Enriquecimiento de fosfopéptidos a base de dióxido de titanio: un método para el aislamiento selectivo de fosfopéptidos de la biblioteca de péptidos

>1. Dióxido de titanio Enriquecimiento de péptidos pY

1. Vuelva a suspender los fosfopéptidos secos en 200 μL de 50% ACN, 0,1% TFA. Vórtice y centrifugarlos a 10.000 x g durante 30 s. Repita esto 1 vez para volver a suspenderlos bien.
2. Preparación de las perlas de TiO₂ contenidas en puntas que tienen una capacidad para muestras de 200 μL.
   1. Golpee suavemente el lado pequeño de la punta para mover el material hacia ese extremo. Enjuague la punta agregando 200 μL de ACN 100%, luego invirtiendo la punta y moviendo el extremo pequeño para mover el líquido hacia la tapa.
   2. Con una cuchilla de afeitar, corta el extremo pequeño de la punta y colócala sobre un tubo de baja unión a proteínas. (Evite usar tubos de poliestireno, ya que el TiO₂ se pegará a los lados del tubo). Retire el tapón e inserte una micropipeta para extraer el ACN restante. Repetir el lavado con 200 μL de 100% ACN. Las perlas de TiO₂ ahora se encuentran en el tubo de unión a proteínas bajas para los siguientes pasos.
   3. Preacondicionar TiO₂ con 500 μL de 100% ACN 2x. Pipetear para mezclar las perlas con el disolvente. Centrifugarlos a 100 x g durante 1 min.
   4. Condición TiO₂ con 500 μL de tampón de fosfato de sodio 0,2 M (pH ~7) 2x. Lavar las perlas con 300 μL de tampón de equilibrio 3x. Debido a que TiO₂ es muy denso, las cuentas se asentarán rápidamente.
3. Añadir 400 μL de 50% de ACN, 0,1% de TFA en el tubo de baja unión a proteínas, seguido de la adición de 84 μL de ácido láctico. Transfiera los fosfopéptidos resuspendidos al tubo de unión a proteínas bajas e incube durante 1 h a temperatura ambiente utilizando un rotador de extremo a extremo.
4. Centrifugar las perlas a 100 x g durante 1 min para pelletizarlas. Lávelos con 300 μL de tampón de equilibrio (Tabla 1) 2 veces y gírelos a 100 x g durante 1 min.
5. Enjuague las perlas con 300 μL de tampón de enjuague 2 veces y transfiérelas a un filtro de centrifugado de 0,2 μm.

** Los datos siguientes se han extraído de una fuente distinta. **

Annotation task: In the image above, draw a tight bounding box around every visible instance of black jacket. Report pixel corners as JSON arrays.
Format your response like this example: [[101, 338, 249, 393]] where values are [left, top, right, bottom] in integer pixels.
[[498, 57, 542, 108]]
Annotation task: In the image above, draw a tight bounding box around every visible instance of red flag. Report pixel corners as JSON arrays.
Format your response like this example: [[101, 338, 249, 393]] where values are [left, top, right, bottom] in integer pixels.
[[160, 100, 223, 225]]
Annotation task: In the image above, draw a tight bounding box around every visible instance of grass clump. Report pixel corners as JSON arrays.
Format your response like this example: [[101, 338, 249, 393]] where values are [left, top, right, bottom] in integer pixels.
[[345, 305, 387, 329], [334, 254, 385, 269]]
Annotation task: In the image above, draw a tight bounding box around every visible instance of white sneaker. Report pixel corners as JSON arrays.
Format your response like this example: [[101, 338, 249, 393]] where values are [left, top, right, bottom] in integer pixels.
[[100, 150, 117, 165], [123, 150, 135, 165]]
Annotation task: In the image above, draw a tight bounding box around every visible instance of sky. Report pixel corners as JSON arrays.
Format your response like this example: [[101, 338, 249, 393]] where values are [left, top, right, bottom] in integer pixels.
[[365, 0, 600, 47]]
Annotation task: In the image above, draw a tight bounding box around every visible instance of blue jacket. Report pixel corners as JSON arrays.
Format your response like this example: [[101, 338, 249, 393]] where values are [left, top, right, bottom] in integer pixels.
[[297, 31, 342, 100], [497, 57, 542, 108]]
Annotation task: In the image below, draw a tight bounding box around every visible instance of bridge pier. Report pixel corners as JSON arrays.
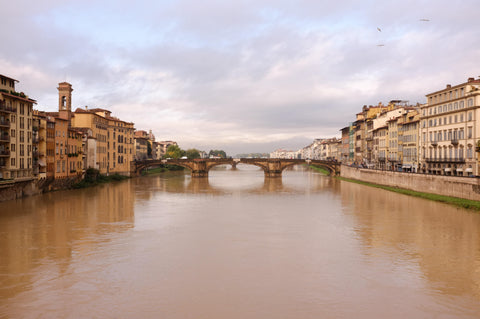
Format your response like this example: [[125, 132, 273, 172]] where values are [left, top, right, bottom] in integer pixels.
[[265, 170, 282, 178], [130, 158, 340, 178], [192, 170, 208, 178]]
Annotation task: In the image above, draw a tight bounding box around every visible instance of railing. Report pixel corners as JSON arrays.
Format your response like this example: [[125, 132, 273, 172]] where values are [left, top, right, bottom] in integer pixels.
[[425, 157, 465, 163]]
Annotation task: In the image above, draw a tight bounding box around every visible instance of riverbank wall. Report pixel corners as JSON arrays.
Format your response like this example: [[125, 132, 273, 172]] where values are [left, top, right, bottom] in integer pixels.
[[340, 165, 480, 201], [0, 176, 82, 202]]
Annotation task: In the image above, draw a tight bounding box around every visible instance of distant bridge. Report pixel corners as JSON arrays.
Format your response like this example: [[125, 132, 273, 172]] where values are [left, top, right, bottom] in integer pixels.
[[130, 158, 341, 177]]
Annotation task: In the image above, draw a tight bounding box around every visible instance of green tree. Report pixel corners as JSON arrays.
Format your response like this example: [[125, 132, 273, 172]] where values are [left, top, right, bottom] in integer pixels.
[[185, 148, 200, 159], [165, 145, 185, 158]]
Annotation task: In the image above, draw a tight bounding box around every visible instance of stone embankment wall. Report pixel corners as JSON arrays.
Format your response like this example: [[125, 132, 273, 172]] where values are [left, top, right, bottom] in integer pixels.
[[340, 165, 480, 201], [0, 176, 82, 202]]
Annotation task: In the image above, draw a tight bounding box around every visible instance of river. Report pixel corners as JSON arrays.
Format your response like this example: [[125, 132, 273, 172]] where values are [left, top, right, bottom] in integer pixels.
[[0, 165, 480, 319]]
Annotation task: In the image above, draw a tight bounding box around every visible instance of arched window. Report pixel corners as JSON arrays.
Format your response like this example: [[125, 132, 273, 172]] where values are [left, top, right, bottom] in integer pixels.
[[467, 145, 473, 159]]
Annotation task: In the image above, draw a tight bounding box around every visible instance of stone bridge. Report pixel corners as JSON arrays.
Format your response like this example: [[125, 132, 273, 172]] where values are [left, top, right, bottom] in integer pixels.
[[131, 158, 341, 177]]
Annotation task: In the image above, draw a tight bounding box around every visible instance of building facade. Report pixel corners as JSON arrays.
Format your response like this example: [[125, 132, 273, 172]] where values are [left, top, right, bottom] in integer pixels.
[[0, 75, 36, 181], [420, 78, 480, 176]]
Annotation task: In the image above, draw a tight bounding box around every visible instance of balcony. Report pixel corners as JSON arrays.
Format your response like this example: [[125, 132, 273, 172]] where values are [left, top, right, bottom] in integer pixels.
[[0, 101, 17, 113], [425, 157, 465, 163]]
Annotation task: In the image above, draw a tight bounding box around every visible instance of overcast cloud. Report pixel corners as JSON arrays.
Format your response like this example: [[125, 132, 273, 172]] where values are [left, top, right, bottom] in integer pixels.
[[0, 0, 480, 155]]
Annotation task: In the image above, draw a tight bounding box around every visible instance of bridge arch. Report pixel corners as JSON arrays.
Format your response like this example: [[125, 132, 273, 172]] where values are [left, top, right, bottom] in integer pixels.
[[131, 158, 340, 177]]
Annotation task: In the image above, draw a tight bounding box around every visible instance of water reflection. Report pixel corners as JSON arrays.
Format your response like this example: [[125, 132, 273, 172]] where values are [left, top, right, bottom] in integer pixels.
[[0, 181, 134, 305], [341, 182, 480, 302], [0, 170, 480, 318]]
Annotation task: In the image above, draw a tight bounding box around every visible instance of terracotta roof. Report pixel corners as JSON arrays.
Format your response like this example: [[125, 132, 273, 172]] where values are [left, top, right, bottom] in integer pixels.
[[0, 91, 37, 104], [0, 74, 20, 82]]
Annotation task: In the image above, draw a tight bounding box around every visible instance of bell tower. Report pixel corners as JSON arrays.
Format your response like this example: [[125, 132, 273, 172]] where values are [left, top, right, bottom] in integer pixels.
[[57, 82, 73, 121]]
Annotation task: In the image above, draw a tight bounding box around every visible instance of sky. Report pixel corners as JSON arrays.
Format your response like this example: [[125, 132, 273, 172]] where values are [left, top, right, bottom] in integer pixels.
[[0, 0, 480, 156]]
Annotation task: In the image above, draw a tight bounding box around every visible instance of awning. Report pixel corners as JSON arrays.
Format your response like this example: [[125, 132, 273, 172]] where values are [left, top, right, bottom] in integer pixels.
[[38, 158, 47, 167]]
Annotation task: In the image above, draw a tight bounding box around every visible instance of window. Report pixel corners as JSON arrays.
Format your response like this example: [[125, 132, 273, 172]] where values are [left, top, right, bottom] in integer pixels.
[[467, 145, 473, 159]]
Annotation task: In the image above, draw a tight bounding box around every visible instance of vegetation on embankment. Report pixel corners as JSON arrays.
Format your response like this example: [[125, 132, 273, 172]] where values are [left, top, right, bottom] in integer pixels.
[[73, 168, 130, 188], [335, 176, 480, 211]]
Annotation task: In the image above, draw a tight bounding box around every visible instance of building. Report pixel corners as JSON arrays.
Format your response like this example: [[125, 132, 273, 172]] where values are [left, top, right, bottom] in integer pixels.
[[33, 110, 47, 178], [398, 110, 420, 172], [420, 78, 480, 176], [0, 75, 36, 181]]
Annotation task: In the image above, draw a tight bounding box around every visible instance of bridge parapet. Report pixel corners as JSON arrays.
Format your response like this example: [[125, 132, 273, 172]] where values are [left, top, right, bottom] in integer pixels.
[[131, 158, 340, 178]]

Gíralos a 1.500 x g durante 1 min.
6. Transfiera la unidad de filtro a un tubo limpio de 1,5 mL de baja unión a proteínas. Eluir el contenido 2x con 200 μL de 0,9% NH₃ en H₂O. Mida el pH con tiras de pH, que deben estar entre 10 y 11. Concentrar al vacío el eluido para que se seque durante la noche para evaporar el amoníaco.

Tabla 1: Tampones y soluciones.Esta tabla muestra las composiciones de los búferes y las soluciones utilizadas en este protocolo.